June 13, 2014
Younger people are more likely to consider alternative banking, according to the results of a recent Accenture survey.
The poll, which focused on 18- to 34-year-olds and culled data from nearly 4,000 bank customers in the U.S. and Canada, showed that 39 percent - nearly 4 in 10 - would consider working with a financial institution that relies exclusively on online lending. Comparatively, 29 percent of North Americans in the 35- to 55-year-old and 16 percent of those older than 55 would be open to these options.
Many open to banking with tech firms
The survey found that a significant fraction of participants would be willing to obtain banking services from major technology services providers - such as Google, Apple and Amazon - if these were available. Of those in the youngest age group, 40 percent said they would bank with Google. Another 34 percent said they would do the same with Apple, and 37 percent specified they would obtain banking services from Amazon.
However, in the next-oldest age group, the fraction of people willing to bank with these major technology services providers fell sharply, to 23, 20 and 23 percent, respectively. For the next demographic, there was a far lower fraction willing to take part in these endeavors. Of respondents older than 55, 5 percent said they would bank with Google, while 6 percent specified this for Apple and 7 percent noted they would conduct this activity with Amazon.
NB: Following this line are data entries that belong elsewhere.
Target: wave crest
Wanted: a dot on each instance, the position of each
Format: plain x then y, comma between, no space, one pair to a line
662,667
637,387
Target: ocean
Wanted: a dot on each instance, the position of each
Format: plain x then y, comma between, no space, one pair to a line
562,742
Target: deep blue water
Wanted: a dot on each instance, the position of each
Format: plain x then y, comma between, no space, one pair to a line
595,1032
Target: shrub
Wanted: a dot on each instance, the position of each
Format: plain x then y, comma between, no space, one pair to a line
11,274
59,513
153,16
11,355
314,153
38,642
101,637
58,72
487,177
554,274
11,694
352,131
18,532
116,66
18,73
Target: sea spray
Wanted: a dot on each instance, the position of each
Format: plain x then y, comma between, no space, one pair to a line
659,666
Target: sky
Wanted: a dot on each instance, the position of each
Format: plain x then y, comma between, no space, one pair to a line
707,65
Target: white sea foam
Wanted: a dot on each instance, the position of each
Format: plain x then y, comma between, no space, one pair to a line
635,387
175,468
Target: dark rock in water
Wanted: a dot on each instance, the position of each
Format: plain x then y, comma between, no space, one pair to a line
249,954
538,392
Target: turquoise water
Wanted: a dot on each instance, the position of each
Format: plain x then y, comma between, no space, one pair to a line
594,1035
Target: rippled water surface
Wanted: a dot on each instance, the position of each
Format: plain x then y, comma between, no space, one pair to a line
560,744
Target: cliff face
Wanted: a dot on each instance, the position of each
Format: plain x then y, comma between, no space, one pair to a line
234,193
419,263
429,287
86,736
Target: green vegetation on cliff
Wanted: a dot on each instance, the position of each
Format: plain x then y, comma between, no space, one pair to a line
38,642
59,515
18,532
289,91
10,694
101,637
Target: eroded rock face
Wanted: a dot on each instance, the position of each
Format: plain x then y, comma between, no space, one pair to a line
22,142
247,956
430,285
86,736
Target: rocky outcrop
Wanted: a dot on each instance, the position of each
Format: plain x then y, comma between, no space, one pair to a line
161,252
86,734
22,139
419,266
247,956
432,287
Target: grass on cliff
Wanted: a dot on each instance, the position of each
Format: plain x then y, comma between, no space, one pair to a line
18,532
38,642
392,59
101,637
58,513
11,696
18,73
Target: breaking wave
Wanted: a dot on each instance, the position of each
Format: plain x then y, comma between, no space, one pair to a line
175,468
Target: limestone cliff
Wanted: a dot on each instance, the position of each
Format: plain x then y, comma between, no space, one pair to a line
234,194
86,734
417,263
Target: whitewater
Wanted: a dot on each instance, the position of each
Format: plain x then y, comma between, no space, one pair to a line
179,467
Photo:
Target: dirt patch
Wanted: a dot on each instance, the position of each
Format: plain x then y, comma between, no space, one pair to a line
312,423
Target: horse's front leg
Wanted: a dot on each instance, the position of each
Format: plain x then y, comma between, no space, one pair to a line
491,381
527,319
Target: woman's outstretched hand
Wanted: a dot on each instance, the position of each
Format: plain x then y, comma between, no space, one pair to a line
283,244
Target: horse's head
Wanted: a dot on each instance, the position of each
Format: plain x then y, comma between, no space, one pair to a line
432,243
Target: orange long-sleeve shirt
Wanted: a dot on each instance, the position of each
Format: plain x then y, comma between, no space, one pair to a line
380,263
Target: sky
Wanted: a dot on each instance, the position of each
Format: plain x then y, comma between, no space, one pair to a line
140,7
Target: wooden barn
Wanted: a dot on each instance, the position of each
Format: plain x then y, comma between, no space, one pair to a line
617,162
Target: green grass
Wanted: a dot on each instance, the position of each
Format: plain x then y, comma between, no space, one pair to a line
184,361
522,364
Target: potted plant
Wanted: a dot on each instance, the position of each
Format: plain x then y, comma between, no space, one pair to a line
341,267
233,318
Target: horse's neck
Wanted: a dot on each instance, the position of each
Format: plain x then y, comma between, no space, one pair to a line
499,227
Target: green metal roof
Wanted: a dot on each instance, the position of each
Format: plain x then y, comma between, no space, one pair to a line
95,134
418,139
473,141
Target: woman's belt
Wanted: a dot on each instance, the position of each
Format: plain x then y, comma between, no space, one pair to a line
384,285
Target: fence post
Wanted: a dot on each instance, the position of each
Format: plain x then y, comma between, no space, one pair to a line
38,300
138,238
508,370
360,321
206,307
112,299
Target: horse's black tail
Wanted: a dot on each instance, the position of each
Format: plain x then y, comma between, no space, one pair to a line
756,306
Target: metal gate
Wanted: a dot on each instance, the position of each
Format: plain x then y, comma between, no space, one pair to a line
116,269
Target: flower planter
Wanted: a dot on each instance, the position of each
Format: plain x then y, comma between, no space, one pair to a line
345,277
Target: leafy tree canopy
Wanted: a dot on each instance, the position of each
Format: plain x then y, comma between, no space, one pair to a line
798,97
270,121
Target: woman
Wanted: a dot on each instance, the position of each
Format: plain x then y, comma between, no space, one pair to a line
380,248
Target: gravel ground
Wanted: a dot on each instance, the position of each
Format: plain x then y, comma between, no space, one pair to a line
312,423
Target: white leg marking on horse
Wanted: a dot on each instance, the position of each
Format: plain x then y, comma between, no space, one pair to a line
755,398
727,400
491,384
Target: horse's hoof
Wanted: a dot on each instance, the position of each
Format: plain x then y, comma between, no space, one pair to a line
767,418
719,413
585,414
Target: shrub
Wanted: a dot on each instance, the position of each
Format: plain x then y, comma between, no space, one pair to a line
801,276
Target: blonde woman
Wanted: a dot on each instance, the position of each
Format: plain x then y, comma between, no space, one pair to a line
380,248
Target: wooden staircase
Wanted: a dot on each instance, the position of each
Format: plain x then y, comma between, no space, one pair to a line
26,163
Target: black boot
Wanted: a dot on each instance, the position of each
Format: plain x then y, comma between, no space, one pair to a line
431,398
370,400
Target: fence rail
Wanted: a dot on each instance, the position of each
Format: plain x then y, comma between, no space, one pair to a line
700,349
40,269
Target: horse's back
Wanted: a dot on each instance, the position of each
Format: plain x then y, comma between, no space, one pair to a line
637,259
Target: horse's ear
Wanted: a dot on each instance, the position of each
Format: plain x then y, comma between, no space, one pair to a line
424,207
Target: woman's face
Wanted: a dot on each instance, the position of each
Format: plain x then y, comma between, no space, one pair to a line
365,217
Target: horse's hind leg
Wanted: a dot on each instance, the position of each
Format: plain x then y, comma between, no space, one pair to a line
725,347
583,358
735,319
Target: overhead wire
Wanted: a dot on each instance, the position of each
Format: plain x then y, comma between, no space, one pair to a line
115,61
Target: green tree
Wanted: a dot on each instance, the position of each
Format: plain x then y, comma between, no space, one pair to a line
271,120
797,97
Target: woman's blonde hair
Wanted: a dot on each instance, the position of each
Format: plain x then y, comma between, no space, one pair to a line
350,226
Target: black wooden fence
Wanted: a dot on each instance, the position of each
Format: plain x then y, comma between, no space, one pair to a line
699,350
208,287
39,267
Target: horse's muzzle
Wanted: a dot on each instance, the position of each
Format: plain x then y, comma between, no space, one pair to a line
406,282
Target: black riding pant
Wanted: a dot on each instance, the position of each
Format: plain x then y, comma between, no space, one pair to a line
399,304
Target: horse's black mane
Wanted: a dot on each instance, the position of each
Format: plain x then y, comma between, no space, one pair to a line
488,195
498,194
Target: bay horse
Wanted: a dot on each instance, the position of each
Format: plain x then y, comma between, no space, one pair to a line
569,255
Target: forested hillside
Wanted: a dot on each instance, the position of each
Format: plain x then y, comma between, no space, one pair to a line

Top banker notes threat of tech companies
Jamie Dimon, chief executive of JPMorgan Chase, spoke to this potential threat at a shareholder meeting in February, according to The Financial Times.
"You'd be an idiot not to think that the Googles and Apples . . . they all want to eat our lunch. I mean, every single one of them. And they're going to try," he stated, the media outlet reported.
The top banking executive may have cause for concern. The Accenture poll revealed that 72 percent of those aged 18 to 34 would be either "likely" or "very likely" to obtain banking services from at least one technology, retail, telecommunications or shipping firm if this company offered services traditionally provided by lenders. The portion who specified this fell to 55 percent for those in the next-oldest age group, and 27 percent of those who are above the age of 55.
"Tomorrow's consumer is coming of age with a very different perception of what a bank could be," Wayne Busch, managing director of Accenture's North America Banking practice, said in a statement released along with the survey. "Those expectations could become profoundly disruptive to banks if non-bank entrants gain momentum and banks fail to adapt quickly. This will have important implications for the 'digital generation' spanning nearly all age groups."
It is important to note that this song has been sung before, according to The Financial Times. Since the 1990s, many have warned about traditional banks losing their market share to organizations that rely exclusively on online lending. However, this threat never materialized.